Specification
The Open Plugins Specification v1.0.0 — manifest schema, directory structure, component discovery, and conformance.
Spec Version: 1.0.0
This document defines the Open Plugins format — a standard for packaging agent extensions into distributable units.
Overview
A plugin is a self-contained directory that bundles one or more components — skills, agents, rules, hooks, MCP servers, and LSP servers — into a single unit that agent tools can discover, install, and run.

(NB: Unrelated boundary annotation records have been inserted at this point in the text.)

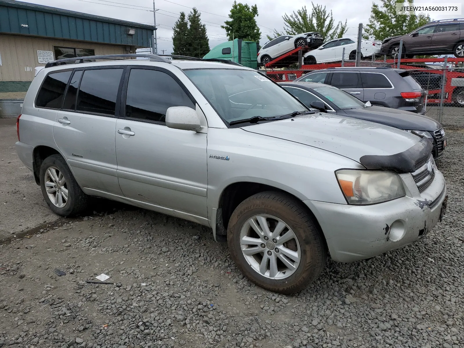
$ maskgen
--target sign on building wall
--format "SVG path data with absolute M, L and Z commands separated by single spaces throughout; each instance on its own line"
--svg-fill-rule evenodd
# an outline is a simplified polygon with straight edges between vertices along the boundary
M 54 60 L 53 52 L 51 51 L 37 50 L 37 59 L 39 64 L 46 64 Z

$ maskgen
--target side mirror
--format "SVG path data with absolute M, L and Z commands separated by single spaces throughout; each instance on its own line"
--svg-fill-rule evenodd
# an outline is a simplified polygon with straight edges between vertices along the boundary
M 184 130 L 200 129 L 197 112 L 188 106 L 171 106 L 166 110 L 166 125 L 169 128 Z
M 325 105 L 320 100 L 315 100 L 309 103 L 309 107 L 322 112 L 327 112 L 325 110 Z

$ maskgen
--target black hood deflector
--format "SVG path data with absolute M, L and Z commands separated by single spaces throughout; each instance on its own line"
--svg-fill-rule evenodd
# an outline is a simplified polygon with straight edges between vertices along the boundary
M 430 157 L 433 144 L 425 137 L 407 150 L 386 156 L 365 155 L 359 162 L 368 169 L 394 170 L 397 173 L 412 173 L 415 165 Z

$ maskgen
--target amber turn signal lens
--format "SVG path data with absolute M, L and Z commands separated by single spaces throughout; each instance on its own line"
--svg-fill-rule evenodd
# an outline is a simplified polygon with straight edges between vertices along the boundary
M 348 180 L 339 180 L 342 189 L 347 197 L 353 197 L 354 195 L 353 193 L 353 182 Z

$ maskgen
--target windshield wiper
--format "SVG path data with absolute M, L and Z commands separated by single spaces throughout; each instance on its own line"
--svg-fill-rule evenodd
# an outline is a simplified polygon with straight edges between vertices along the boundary
M 315 111 L 293 111 L 291 114 L 286 114 L 285 115 L 283 115 L 282 116 L 279 116 L 276 118 L 272 119 L 274 120 L 282 120 L 284 118 L 291 118 L 291 117 L 296 116 L 298 115 L 309 115 L 310 114 L 315 114 Z
M 253 116 L 252 117 L 250 117 L 250 118 L 244 118 L 243 120 L 237 120 L 236 121 L 232 121 L 229 122 L 229 125 L 230 126 L 233 126 L 234 124 L 238 124 L 238 123 L 244 123 L 245 122 L 249 122 L 250 123 L 258 123 L 258 121 L 268 121 L 269 120 L 272 120 L 275 118 L 275 117 L 263 117 L 261 116 Z

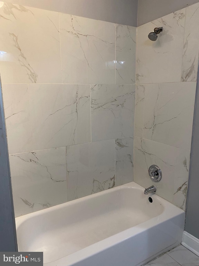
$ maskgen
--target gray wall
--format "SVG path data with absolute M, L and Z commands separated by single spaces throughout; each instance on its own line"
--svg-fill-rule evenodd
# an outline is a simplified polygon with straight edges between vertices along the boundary
M 0 80 L 0 252 L 17 250 L 15 223 Z
M 137 26 L 198 2 L 199 0 L 138 0 Z
M 199 77 L 195 103 L 185 230 L 199 239 Z
M 5 0 L 4 2 L 137 26 L 137 0 Z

Plugins solve the distribution problem: instead of manually configuring individual skills, hooks, and servers, authors package them together with a manifest and users install them in one step.
Plugin Directory Structure
A plugin is a directory. At minimum, it contains one or more components in their default locations. An optional manifest provides metadata and custom component paths.
Standard Layout
my-plugin/
├── .plugin/ # Metadata directory (optional)
│ └── plugin.json # Plugin manifest
├── commands/ # Slash-command skills (markdown files)
├── agents/ # Agent definitions (markdown files)
├── skills/ # Agent Skills (subdirectories with SKILL.md)
├── rules/ # Persistent AI rules (.mdc files)
├── hooks/ # Hook configurations
│ └── hooks.json # Main hook config
├── .mcp.json # MCP server definitions
├── .lsp.json # LSP server configurations
├── scripts/ # Hook and utility scripts
├── assets/ # Logos and static assets
├── LICENSE # License file
└── CHANGELOG.md # Version historyInstalled Plugin Location
When plugins are installed, they are stored in .agents/plugins/. See Installation for details.
~/.agents/plugins/ # User-scope installed plugins
<project>/.agents/plugins/ # Project-scope installed pluginsDirectory Rules
- The metadata directory MUST contain only
plugin.json. All component directories (commands, agents, skills, rules, hooks) MUST be at the plugin root, not inside the metadata directory. - All paths within a plugin MUST be relative to the plugin root.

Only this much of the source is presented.